THE NUMBER of deaths believed to have occurred at Catholic homes for children with learning difficulties in the south of the Netherlands in the early 1950s has risen from 34 to 74 – with 40 girls under the age of 12 added to the catalogue of unexplained deaths.
The girls, all of whom were under 12 and some of whom were toddlers or babies, died at St Anna’s Home in the town of Heel – the same town where Dutch prosecutors revealed on Tuesday that they were investigating the deaths of 34 boys under 18 at an associated home, St Joseph’s.
The deaths of the girls took place over the same three years as those of the boys – 1952, 1953 and 1954. All were discovered by investigators from the Deetman commission, set up last year to look into allegations of sexual abuse by Catholic clergy across the Netherlands.

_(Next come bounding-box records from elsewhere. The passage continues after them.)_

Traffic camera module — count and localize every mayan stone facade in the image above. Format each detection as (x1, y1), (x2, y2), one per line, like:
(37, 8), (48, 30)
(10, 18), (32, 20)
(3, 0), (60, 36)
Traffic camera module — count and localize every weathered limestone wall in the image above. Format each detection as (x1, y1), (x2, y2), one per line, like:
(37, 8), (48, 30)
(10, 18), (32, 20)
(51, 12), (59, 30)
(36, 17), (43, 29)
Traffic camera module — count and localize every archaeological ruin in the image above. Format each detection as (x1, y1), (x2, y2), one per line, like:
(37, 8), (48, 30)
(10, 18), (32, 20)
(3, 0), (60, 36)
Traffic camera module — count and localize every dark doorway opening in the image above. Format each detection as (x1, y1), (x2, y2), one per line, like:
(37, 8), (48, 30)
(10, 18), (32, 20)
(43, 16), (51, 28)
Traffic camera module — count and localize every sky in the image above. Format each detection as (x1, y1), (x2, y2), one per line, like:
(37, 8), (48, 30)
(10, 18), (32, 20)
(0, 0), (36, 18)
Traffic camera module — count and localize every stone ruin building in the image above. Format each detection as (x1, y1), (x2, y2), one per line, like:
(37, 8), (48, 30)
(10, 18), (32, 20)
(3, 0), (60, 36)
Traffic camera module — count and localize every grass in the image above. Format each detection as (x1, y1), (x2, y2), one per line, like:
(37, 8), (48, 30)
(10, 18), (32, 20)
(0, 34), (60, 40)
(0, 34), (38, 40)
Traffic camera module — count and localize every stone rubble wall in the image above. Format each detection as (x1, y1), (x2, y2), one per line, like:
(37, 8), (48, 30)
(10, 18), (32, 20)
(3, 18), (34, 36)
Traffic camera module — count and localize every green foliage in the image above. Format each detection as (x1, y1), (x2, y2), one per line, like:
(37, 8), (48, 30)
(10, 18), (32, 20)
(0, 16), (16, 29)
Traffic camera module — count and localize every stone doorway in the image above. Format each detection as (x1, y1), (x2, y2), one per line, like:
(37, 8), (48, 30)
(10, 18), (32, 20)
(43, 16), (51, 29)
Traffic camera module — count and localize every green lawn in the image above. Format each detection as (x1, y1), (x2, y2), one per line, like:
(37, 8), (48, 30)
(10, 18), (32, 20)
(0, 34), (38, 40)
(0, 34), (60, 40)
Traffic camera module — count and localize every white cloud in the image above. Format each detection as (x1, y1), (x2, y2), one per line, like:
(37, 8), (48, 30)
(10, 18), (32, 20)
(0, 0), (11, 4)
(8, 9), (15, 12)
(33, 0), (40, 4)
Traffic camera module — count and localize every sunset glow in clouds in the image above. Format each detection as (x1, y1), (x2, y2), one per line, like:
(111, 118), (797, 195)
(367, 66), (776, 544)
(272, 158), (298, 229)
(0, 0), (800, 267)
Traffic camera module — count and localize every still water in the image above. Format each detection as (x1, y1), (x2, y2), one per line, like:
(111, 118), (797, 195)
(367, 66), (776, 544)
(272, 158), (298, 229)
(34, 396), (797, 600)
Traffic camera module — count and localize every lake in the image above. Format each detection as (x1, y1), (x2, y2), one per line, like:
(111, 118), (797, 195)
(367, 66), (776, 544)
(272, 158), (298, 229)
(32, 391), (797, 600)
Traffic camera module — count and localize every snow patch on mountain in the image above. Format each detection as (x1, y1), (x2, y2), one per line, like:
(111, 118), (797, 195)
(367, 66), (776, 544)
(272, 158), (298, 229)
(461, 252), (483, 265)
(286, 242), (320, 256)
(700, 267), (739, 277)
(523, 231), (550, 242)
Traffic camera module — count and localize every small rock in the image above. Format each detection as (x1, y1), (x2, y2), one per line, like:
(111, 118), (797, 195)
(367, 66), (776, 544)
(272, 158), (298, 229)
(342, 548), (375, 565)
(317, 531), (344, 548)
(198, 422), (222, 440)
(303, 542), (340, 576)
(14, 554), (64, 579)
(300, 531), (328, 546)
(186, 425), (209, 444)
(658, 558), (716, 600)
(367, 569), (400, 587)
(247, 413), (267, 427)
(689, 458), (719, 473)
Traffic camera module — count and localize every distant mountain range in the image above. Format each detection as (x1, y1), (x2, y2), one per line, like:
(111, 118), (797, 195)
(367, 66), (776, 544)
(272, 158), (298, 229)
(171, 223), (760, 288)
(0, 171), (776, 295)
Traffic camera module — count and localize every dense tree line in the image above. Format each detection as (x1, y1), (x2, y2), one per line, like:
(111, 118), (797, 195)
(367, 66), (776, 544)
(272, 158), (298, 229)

However, as with the boys, it remains unclear what actually caused the deaths of the girls, whether they were in any way connected to sexual abuse and how details were kept from the public, despite the fact that the local diocese of Roermond had become aware of them by the end of the 1950s.
A former nurse at the boys’ home claimed yesterday that a local bishop had been told about the mistreatment of children, but that nothing had been done, and that ultimately they might have died of sheer neglect.
“When a particular person cared for the boys, the death rate began to rise,” he said. “A doctor . . . warned the bishop and the person involved was sent to Belgium.”
The Deetman commission found that the above-average number of fatalities dropped back for no apparent reason after 1954. The findings have been handed to the Public Prosecution Office.
The commission, chaired by former education minister Wim Deetman, has proposed that the church pay compensation of between €5,000 and €10,000 each to victims who were sexually abused while in its care.